The top left circle is A the next one to the right is B and the botttom one is C. I'll post up what I got so far.

Answer 2

I've tried solving this two ways but can't seem to figure out what my mistake is:
The union of A, B,C is .86 so the other side must equal the same.


attempt 1:

.89-.06+.04-.16+.04-.04+.11+.04=.86

where,.89 is the P(A)+P(B)+P(C), .06+.04 is P(AintersectionB), .16+.04
P(AintersectionC), .04 + .11 is P(BintersectionC), and .04 is
P(AintersectionBintersectionC)).

attempt 2:

.89-.06-.16-.11+.04=.6

Where is my mistake?

Answer 3

at attempt 2 why do u leave out other probability (on intersection)

Answer 4

I wasn't quite sure about the values of intersection between each attempt,
in particular P(A intersection B),P(A intersection C) and P(B intersection C).
Am I just looking at what is contained in both subsets in general or in all cases?

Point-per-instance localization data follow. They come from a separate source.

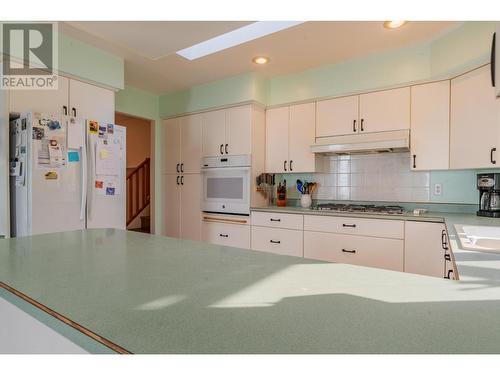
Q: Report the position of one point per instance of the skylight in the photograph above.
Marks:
(236, 37)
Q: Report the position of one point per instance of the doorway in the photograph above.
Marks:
(140, 171)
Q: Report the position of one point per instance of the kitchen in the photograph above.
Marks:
(285, 195)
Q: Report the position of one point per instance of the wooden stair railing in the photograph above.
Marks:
(138, 196)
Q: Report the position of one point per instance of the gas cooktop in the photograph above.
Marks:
(362, 208)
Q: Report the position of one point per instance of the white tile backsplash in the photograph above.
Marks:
(382, 177)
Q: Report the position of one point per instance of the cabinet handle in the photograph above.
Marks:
(492, 60)
(444, 242)
(349, 251)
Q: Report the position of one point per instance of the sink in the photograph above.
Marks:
(480, 238)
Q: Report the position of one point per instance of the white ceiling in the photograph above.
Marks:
(151, 63)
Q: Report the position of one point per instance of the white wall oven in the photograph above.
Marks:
(226, 184)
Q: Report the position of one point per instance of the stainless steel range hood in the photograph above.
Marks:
(364, 143)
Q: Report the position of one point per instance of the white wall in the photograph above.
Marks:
(4, 163)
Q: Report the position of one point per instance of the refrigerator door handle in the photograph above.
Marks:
(84, 182)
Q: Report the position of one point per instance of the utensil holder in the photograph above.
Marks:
(305, 200)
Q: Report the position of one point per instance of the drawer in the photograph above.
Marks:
(278, 241)
(274, 220)
(362, 251)
(234, 235)
(354, 225)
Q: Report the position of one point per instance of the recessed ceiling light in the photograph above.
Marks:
(233, 38)
(393, 24)
(260, 60)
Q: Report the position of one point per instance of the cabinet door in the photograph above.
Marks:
(171, 150)
(474, 121)
(45, 101)
(171, 206)
(301, 137)
(214, 133)
(191, 138)
(430, 126)
(277, 140)
(337, 116)
(424, 253)
(91, 102)
(384, 110)
(191, 207)
(226, 234)
(239, 130)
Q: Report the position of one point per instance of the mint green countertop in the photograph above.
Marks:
(152, 294)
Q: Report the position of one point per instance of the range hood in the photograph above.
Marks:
(364, 143)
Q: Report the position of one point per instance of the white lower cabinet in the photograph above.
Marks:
(226, 234)
(278, 241)
(424, 248)
(384, 253)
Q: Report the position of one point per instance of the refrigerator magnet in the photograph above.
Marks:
(51, 175)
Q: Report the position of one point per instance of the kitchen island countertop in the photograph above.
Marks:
(152, 294)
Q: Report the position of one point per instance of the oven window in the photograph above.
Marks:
(225, 187)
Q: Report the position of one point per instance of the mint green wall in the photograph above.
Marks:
(233, 90)
(140, 103)
(91, 64)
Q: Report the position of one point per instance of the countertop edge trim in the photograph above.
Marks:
(66, 320)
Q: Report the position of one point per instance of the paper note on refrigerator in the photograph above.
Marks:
(76, 133)
(107, 161)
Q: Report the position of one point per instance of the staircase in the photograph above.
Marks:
(138, 197)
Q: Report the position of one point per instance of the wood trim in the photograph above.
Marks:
(66, 320)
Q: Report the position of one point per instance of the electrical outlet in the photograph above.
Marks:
(438, 189)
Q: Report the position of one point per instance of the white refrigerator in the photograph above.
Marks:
(66, 174)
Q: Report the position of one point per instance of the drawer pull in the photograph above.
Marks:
(349, 251)
(349, 225)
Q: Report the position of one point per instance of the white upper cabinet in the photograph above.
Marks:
(430, 126)
(337, 116)
(54, 102)
(301, 137)
(172, 146)
(228, 131)
(238, 131)
(214, 133)
(277, 139)
(384, 110)
(289, 133)
(190, 143)
(474, 135)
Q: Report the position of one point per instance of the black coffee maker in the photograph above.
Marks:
(488, 185)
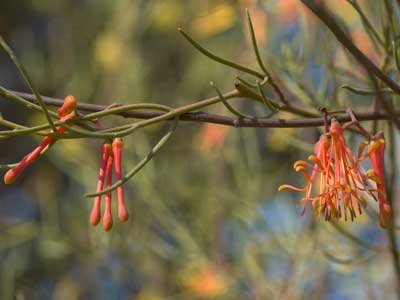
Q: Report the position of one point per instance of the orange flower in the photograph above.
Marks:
(206, 282)
(66, 111)
(321, 168)
(211, 137)
(341, 181)
(376, 153)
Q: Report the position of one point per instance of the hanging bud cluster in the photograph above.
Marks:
(65, 112)
(111, 154)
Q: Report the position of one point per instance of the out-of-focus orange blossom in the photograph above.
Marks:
(287, 10)
(218, 19)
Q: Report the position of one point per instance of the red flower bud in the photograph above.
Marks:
(96, 210)
(68, 106)
(123, 214)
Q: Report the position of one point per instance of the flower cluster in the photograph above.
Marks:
(340, 181)
(111, 154)
(65, 112)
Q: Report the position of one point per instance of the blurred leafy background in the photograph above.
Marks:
(206, 219)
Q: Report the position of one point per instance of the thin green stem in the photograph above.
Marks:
(27, 80)
(140, 165)
(227, 105)
(219, 59)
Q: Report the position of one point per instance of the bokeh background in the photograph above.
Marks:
(206, 220)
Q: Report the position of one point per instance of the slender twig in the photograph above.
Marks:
(28, 81)
(198, 116)
(220, 59)
(391, 232)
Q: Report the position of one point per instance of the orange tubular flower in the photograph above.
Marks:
(320, 167)
(96, 210)
(65, 112)
(117, 151)
(376, 153)
(348, 181)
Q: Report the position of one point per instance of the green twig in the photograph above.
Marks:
(28, 82)
(227, 105)
(220, 59)
(140, 165)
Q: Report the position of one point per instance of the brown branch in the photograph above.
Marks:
(219, 119)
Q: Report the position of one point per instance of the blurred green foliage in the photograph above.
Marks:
(206, 220)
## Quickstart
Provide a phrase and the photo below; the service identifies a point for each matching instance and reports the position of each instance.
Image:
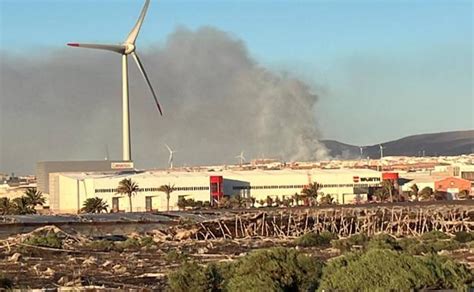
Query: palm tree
(297, 199)
(94, 205)
(167, 189)
(388, 188)
(34, 197)
(426, 193)
(310, 192)
(23, 206)
(327, 200)
(415, 191)
(7, 207)
(129, 188)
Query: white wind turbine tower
(241, 157)
(381, 156)
(170, 159)
(381, 150)
(125, 49)
(361, 148)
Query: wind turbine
(126, 48)
(381, 156)
(170, 159)
(241, 157)
(381, 150)
(361, 148)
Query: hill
(436, 144)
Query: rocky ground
(51, 258)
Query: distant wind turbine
(241, 157)
(361, 148)
(125, 49)
(170, 159)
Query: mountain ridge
(432, 144)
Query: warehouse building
(45, 168)
(69, 190)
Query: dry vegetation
(161, 259)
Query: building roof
(258, 172)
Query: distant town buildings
(68, 184)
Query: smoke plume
(217, 102)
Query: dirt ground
(142, 268)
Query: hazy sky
(382, 69)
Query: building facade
(68, 191)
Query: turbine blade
(114, 48)
(142, 70)
(132, 36)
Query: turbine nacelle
(125, 49)
(129, 48)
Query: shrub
(463, 236)
(449, 274)
(314, 239)
(384, 270)
(50, 240)
(5, 283)
(383, 241)
(218, 275)
(346, 244)
(434, 235)
(275, 269)
(189, 277)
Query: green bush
(5, 283)
(383, 241)
(449, 274)
(275, 269)
(189, 277)
(384, 270)
(218, 275)
(463, 236)
(50, 240)
(408, 243)
(434, 235)
(347, 244)
(315, 239)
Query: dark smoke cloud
(217, 101)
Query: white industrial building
(69, 190)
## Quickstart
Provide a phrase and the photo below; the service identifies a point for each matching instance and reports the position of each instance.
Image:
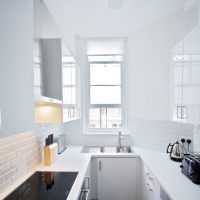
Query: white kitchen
(100, 100)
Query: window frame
(86, 99)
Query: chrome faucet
(120, 138)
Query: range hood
(48, 110)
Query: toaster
(191, 167)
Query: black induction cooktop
(45, 186)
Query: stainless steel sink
(122, 149)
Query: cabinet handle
(100, 167)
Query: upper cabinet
(56, 73)
(186, 82)
(61, 76)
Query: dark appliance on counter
(61, 141)
(45, 185)
(191, 167)
(175, 151)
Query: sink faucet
(120, 138)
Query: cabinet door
(117, 178)
(150, 188)
(52, 67)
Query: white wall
(16, 66)
(148, 76)
(149, 58)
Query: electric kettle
(175, 151)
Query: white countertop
(167, 172)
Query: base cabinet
(150, 188)
(116, 178)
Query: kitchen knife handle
(100, 167)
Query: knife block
(50, 154)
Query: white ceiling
(92, 18)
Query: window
(37, 75)
(69, 87)
(106, 91)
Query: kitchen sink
(107, 149)
(122, 149)
(90, 149)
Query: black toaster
(191, 167)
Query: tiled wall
(21, 153)
(197, 139)
(156, 135)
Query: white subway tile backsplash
(22, 152)
(157, 134)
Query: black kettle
(175, 151)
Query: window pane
(69, 95)
(94, 118)
(68, 114)
(37, 90)
(68, 59)
(37, 79)
(105, 95)
(69, 76)
(105, 58)
(105, 74)
(105, 46)
(105, 118)
(114, 118)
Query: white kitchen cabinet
(186, 82)
(150, 188)
(60, 76)
(117, 178)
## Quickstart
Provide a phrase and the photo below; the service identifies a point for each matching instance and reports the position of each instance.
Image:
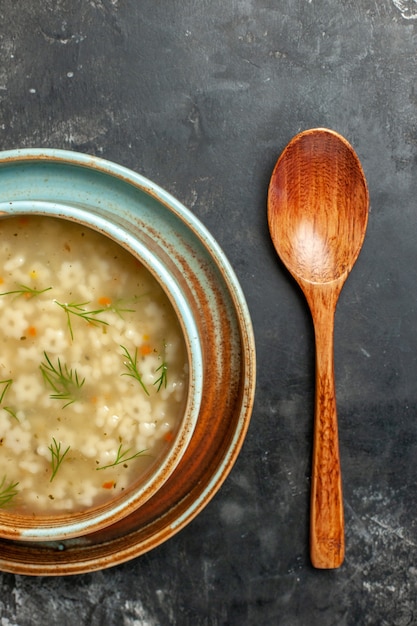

For example, would P(A intersection B) be .06, and .04 or just .06?

Answer 5

check this this clear tell us that attemp two is correct
http://www.brynmawr.edu/math/people/anmyers/PAPERS/Venn.pd

Answer 6

If that is correct, then I'm still unsure of how that right side is suppose to be .89. I'm sure I've done everything correctly.